Be wary of bogus Adobe flash download
Posted on | January 9, 2009 | add a comment
The cyber criminals who began spamming out bogus video of the Israel-Hamas conflict on Thursday, appear to have morphed the attack on Friday to feature bogus video of “an amazing speech” by President Elect Barack Obama. Whether it’s one in the same gang — or one gang copying the other — these guys are slick. Clicking on Thursday’s teaser message took you to his fake CNN website:

The good guys at RSA FraudAction Research Lab worked all day Thursday to shutdown the domain, registered in China, that was serving up the bogus CNN landing page.

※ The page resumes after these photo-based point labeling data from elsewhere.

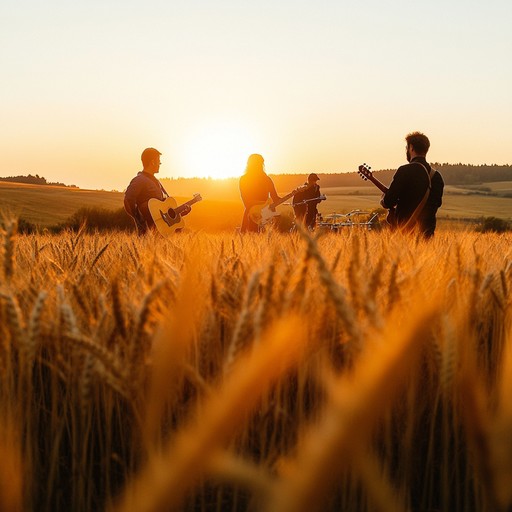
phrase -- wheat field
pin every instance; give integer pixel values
(361, 371)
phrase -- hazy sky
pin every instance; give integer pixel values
(312, 86)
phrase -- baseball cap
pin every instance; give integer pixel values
(149, 154)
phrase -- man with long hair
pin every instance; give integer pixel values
(416, 190)
(255, 188)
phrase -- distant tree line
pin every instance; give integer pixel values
(453, 174)
(35, 180)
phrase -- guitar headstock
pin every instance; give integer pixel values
(365, 171)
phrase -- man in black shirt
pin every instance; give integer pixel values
(416, 190)
(144, 187)
(304, 204)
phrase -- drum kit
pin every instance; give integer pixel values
(356, 218)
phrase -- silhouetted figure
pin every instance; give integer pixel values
(144, 187)
(255, 188)
(416, 190)
(304, 203)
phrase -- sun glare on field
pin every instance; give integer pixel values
(218, 150)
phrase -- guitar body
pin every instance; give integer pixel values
(261, 214)
(366, 173)
(391, 218)
(165, 217)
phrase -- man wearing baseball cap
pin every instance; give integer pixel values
(144, 187)
(305, 202)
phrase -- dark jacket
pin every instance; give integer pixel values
(141, 189)
(255, 188)
(407, 189)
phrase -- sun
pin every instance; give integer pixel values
(218, 150)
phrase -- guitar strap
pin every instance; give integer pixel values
(164, 192)
(412, 219)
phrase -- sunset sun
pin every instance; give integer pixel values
(218, 150)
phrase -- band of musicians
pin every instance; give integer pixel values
(412, 198)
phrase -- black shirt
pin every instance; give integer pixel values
(409, 185)
(141, 189)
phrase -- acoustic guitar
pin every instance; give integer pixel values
(366, 173)
(263, 213)
(167, 214)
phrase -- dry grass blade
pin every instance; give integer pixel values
(11, 470)
(169, 475)
(357, 402)
(501, 434)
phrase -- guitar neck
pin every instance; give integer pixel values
(180, 208)
(283, 199)
(377, 183)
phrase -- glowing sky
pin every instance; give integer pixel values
(86, 85)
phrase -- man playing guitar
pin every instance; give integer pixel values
(144, 187)
(255, 188)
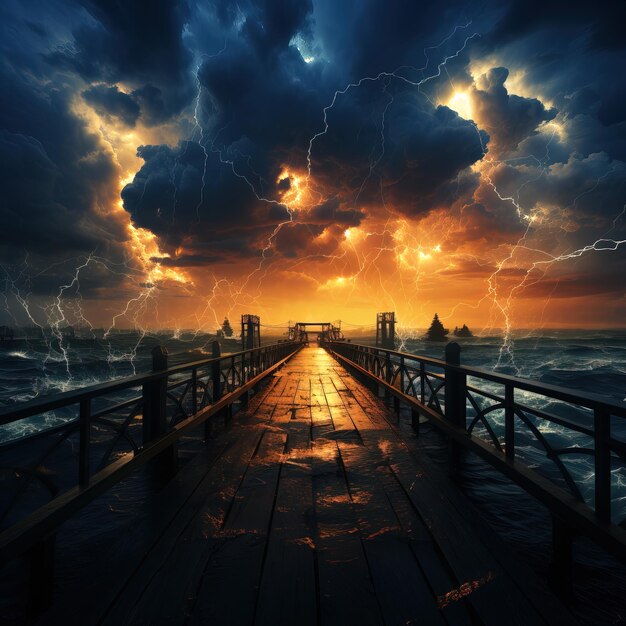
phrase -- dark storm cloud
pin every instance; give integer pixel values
(139, 43)
(418, 165)
(509, 119)
(389, 145)
(111, 102)
(186, 193)
(54, 174)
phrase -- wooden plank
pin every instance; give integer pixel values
(288, 592)
(228, 590)
(488, 587)
(161, 588)
(403, 592)
(345, 587)
(185, 547)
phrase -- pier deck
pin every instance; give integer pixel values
(312, 508)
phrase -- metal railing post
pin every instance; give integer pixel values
(509, 422)
(165, 463)
(85, 442)
(216, 382)
(602, 457)
(455, 382)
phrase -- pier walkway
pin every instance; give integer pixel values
(311, 508)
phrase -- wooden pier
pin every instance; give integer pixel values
(310, 509)
(314, 504)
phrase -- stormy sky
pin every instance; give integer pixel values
(166, 163)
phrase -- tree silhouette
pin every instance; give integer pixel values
(227, 329)
(463, 332)
(436, 332)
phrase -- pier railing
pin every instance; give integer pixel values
(532, 432)
(102, 433)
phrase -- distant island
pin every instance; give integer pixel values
(464, 331)
(437, 332)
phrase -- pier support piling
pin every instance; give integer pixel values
(455, 391)
(155, 425)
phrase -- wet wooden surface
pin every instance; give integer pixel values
(313, 508)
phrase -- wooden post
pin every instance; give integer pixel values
(194, 390)
(509, 422)
(155, 416)
(85, 442)
(245, 398)
(454, 399)
(415, 421)
(602, 457)
(561, 567)
(216, 382)
(41, 580)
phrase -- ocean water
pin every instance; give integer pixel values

That happened late Thursday night, RSA spokesman Alison Parker told me. But by Friday morning, this similar attack using the Obama speech ruse began circulating, says F-Secure.

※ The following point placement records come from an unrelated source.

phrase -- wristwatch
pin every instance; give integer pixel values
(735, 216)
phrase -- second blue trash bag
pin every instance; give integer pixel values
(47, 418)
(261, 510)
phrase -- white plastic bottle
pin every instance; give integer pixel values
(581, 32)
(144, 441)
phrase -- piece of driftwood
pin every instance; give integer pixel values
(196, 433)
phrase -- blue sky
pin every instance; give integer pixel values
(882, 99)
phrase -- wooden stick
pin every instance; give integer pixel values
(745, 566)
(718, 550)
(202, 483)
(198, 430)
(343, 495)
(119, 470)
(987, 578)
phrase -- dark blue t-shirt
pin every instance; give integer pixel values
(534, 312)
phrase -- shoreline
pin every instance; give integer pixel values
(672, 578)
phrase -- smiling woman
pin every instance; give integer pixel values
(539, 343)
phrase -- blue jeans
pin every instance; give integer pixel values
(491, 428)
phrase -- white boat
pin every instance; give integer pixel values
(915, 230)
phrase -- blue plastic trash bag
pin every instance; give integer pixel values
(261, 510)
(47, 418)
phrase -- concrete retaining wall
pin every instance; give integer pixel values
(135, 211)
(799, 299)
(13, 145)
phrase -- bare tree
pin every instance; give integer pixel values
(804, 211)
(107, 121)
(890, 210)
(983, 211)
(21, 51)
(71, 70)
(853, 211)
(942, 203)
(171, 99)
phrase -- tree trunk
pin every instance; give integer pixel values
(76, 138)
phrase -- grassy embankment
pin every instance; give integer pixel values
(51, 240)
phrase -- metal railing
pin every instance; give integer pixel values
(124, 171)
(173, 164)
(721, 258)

In each case, to get to the enticing video, you’re asked to download a new Adobe Flash driver. What you download is a malicious program designed to capture sensitive financial and personal data.
According to AppRiver Senior Security Analyst Fred Touchette, the volume, quality and timing of the CNN attack makes it quite significant. AppRiver on Thursday tracked more than 100,000 attempts to send these emails to unsuspecting recipients, comparable to blasts repeatedly send out by the Storm Worm in its hey day. The CNN attackers are using “a more intelligent social engineering tactic than Storm used most of the time,” says Touchette. “The headlines are timely, as opposed to the more common headlines that have no similarities to the real news of the day.”

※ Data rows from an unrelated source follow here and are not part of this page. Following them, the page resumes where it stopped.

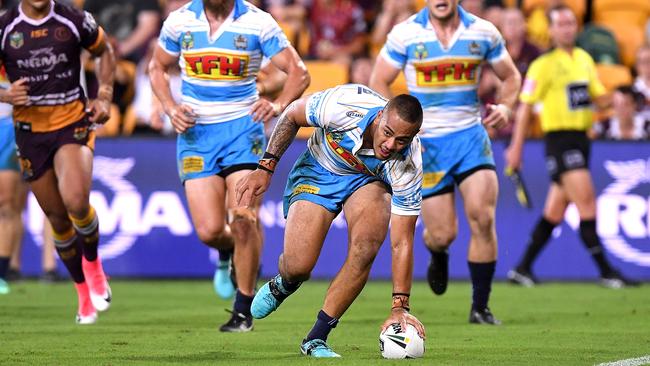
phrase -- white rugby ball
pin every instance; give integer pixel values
(397, 343)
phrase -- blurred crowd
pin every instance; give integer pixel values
(342, 37)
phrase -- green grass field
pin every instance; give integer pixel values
(175, 322)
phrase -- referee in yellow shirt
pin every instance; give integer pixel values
(564, 80)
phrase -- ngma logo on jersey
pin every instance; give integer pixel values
(623, 211)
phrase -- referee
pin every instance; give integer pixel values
(564, 80)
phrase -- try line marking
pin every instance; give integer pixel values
(645, 360)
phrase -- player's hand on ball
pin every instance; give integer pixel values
(401, 316)
(16, 94)
(182, 117)
(263, 110)
(250, 186)
(498, 116)
(512, 156)
(98, 110)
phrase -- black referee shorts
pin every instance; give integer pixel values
(566, 150)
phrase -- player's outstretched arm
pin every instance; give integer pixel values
(297, 81)
(99, 109)
(522, 120)
(383, 74)
(510, 77)
(182, 116)
(257, 182)
(402, 232)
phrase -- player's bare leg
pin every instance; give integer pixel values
(367, 213)
(206, 198)
(70, 250)
(578, 187)
(304, 234)
(556, 204)
(440, 230)
(10, 221)
(73, 166)
(479, 192)
(244, 225)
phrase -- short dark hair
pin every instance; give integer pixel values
(407, 107)
(557, 8)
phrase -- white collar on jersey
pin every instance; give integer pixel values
(422, 17)
(35, 22)
(197, 7)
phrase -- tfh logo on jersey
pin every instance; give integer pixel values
(216, 66)
(43, 59)
(447, 72)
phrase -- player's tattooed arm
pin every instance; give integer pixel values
(284, 132)
(287, 127)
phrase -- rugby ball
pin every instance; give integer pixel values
(395, 342)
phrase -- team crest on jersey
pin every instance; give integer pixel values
(474, 48)
(241, 42)
(187, 41)
(337, 136)
(447, 72)
(80, 133)
(421, 51)
(62, 34)
(216, 65)
(16, 40)
(354, 114)
(26, 167)
(256, 144)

Touchette says it’s rare that data thieves design and execute such high quality fake web sites as landing pages. “Today’s emails used realistic-looking headlines that mimic a major current World event: the conflict in Gaza. This is not the first time we’ve seen the CNN.com brand used in a phishing ploy, but the difference here is the headlines are timely, as opposed the more common phishing headlines that have no similarities to the real news of the day.”
Additionally, he says, “today we are seeing extremely professional-looking media graphics, which would make people much less likely to be skeptical. It’s very good social engineering this time. People probably wouldn’t think twice about clicking.
“The timing of the large blast was early (Thursday)Â morning in an attempt by the attackers to catch folks just as they got to work and when most people would normally scan the daily news online.”